Die am 23. September 1961 geborene Antragsgegnerin begehrt von dem am 09. Dezember 1958 geborenen Antragsteller Zugewinnausgleich.

Am 18. April 1984 heirateten die Parteien. Die Ehe blieb wegen einer Erkrankung der Antragsgegnerin kinderlos. Am 28. Juni 1999 reichte der Antragsteller den Antrag auf Scheidung der Ehe ein, der am 17. August 1999 rechtshängig wurde. Am 20. September 2000 beantragte die Antragsgegnerin die Gewährung von Prozesskostenhilfe für einen Stufenantrag auf Auskunft und Zahlung von Zugewinnausgleich, bezogen auf das Endvermögen des Antragstellers am 17. August 1999.

Der Antragsteller hatte nach der Wiedervereinigung ein Bauunternehmen gegründet, mit dem er – vor Steuern – im Jahre 1996 einen Gewinn von DM 294.727,93 und im Jahre 1997 einen Gewinn von DM 180.458,73 erwirtschaftete (Bl. 78 d.A.). Demgegenüber erwirtschaftete die Antragsgegnerin keinen Zugewinn.

Am 12. März 1998 trafen die Parteien eine notarielle Scheidungsfolgenvereinbarung, mit der sie Gütertrennung vereinbarten und mit der die Antragsgegnerin – gegen Zahlung von DM 10.000,– – auf weiter gehenden Zugewinnausgleich verzichtete. Außerdem verzichtete die Antragsgegnerin auf nachehelichen Unterhalt, und zwar „auch für den Fall der Not”. Ergänzend schlossen die Parteien den Versorgungsausgleich aus (Bl. 18 ff. UA Ansprüche aus Güterrecht).

Mit Schreiben vom 20. August 1999 erklärte die Antragsgegnerin – die vorträgt, gegenwärtig auf Sozialhilfe angewiesen zu sein – die Anfechtung der Vereinbarung wegen arglistiger Täuschung und berief sich – unter Bezugnahme auf eine Stellungnahme einer Diplom-Psychologin (Bl. 53 f. d.A.) sowie auf ein vom Familiengericht eingeholtes nervenärztliches Gutachten (Bl. 85 ff. d.A.) – darauf, von dem Antragsteller nach wie vor psychisch abhängig zu sein. Der Antragsteller habe unmittelbar vor dem Abschluss der Vereinbarung vom 12. März 1998 erklärt, sie „keinesfalls” zu benachteiligen. An eine Belehrung durch den Notar könne sie sich nicht erinnern. Bei dem Abschluss der Vereinbarung habe sie nicht gewusst, worum es ging. Diese Umstände seien für die Vereinbarung ursächlich. Dessen und der mit der Vereinbarung verbundenen nachteiligen Folgen sei sie sich erst auf Grund einer Besprechung mit ihrem Prozessbevollmächtigten am 19. August 1999 bewusst geworden (Bl. 16 f. d.A.).
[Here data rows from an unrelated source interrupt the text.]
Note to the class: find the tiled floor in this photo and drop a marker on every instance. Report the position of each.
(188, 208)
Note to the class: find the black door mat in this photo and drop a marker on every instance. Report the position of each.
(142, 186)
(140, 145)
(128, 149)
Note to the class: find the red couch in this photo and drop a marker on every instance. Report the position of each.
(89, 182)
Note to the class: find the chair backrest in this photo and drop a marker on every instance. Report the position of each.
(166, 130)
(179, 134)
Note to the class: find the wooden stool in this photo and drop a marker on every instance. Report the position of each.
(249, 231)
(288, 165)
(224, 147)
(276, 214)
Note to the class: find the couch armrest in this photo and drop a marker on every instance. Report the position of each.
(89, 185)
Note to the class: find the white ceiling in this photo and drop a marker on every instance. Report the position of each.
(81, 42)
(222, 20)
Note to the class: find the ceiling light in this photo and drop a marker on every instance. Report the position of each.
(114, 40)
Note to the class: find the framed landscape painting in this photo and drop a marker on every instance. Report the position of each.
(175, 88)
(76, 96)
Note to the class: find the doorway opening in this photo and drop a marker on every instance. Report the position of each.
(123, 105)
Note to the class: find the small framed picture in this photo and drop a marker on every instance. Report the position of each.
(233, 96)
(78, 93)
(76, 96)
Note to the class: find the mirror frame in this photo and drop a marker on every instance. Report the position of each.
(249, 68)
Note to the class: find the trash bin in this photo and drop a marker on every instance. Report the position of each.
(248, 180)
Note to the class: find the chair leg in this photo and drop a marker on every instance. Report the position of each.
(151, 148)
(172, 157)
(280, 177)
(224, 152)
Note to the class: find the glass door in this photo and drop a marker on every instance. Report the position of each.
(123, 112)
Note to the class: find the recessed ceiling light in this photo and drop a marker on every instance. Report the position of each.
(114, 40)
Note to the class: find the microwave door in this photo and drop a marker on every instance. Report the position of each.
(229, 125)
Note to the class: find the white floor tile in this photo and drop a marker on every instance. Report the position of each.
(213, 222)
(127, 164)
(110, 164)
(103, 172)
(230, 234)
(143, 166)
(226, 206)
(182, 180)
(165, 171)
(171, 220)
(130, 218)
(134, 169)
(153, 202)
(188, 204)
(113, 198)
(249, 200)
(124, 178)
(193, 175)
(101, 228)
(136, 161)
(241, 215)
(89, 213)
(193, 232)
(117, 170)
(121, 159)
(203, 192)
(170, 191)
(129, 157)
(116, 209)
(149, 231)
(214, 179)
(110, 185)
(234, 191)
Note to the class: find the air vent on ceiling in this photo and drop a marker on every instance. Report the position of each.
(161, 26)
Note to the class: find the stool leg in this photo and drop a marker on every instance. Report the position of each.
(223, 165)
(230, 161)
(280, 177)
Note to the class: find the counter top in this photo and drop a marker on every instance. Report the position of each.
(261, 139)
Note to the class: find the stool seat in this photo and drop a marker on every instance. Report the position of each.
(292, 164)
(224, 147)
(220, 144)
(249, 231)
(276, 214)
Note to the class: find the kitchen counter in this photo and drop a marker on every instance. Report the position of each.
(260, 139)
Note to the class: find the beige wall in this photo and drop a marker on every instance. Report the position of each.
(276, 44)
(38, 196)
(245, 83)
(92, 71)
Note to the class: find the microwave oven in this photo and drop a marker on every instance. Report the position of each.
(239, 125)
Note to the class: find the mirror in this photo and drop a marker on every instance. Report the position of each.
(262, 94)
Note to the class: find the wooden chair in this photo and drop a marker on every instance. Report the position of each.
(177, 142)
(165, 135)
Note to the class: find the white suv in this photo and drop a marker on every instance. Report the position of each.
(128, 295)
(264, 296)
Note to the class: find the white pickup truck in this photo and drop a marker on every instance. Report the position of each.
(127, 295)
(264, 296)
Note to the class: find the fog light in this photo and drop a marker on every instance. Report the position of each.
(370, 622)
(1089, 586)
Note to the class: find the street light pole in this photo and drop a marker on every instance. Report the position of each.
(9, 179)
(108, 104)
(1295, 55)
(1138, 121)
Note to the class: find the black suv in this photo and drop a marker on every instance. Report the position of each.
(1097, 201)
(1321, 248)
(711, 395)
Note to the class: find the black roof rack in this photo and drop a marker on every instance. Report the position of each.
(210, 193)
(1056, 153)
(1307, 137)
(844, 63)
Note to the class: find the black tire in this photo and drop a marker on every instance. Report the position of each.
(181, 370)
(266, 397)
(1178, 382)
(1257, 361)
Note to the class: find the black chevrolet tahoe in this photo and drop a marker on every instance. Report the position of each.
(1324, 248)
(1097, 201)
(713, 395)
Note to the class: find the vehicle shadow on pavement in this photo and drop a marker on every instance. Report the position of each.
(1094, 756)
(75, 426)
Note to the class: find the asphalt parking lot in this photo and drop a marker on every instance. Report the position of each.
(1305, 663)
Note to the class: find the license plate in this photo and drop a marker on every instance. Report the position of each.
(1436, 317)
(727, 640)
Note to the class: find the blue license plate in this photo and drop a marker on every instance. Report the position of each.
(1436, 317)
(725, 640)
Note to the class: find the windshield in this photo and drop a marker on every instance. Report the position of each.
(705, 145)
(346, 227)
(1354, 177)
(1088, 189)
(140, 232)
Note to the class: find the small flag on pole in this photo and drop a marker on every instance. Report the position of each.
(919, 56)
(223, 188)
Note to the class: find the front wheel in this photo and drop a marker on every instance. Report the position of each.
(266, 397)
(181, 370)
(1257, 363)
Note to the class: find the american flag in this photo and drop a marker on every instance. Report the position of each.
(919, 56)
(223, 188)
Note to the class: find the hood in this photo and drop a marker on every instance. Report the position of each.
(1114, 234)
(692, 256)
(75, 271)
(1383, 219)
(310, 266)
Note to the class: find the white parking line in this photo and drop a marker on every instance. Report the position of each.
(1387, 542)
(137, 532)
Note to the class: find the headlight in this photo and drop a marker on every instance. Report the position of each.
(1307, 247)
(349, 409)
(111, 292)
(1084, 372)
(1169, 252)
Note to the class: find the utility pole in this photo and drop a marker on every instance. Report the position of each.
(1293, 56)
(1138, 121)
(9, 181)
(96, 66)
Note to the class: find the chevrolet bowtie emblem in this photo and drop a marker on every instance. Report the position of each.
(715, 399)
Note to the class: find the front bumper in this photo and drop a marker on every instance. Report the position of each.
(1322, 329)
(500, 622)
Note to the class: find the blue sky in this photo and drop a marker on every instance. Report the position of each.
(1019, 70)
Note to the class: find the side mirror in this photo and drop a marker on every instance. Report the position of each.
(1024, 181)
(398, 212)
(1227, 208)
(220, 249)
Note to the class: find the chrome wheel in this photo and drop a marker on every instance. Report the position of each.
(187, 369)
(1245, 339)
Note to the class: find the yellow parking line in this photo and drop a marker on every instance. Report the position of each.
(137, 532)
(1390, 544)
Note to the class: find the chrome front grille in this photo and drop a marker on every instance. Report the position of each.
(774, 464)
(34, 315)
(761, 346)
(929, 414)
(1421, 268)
Mit Beschluss vom 26. April 2001 hat das Familiengericht die Gewährung von Prozesskostenhilfe mangels Erfolgsaussicht abgelehnt (Bl. 143 ff. d.A.) und der Beschwerde der Antragsgegnerin – mit der sie sich ergänzend auf ein krasses Missverhältnis zwischen vereinbartem und gesetzlich geschuldetem Zugewinnausgleich beruft – mit Beschluss vom 01. August 2001 nicht abgeholfen (Bl. 166 f. PkH-Heft).

 

Entscheidungsgründe

II.

Die – zulässige – Beschwerde der Antragsgegnerin (§ 127 Abs. 2 Satz 2 ZPO) ist begründet.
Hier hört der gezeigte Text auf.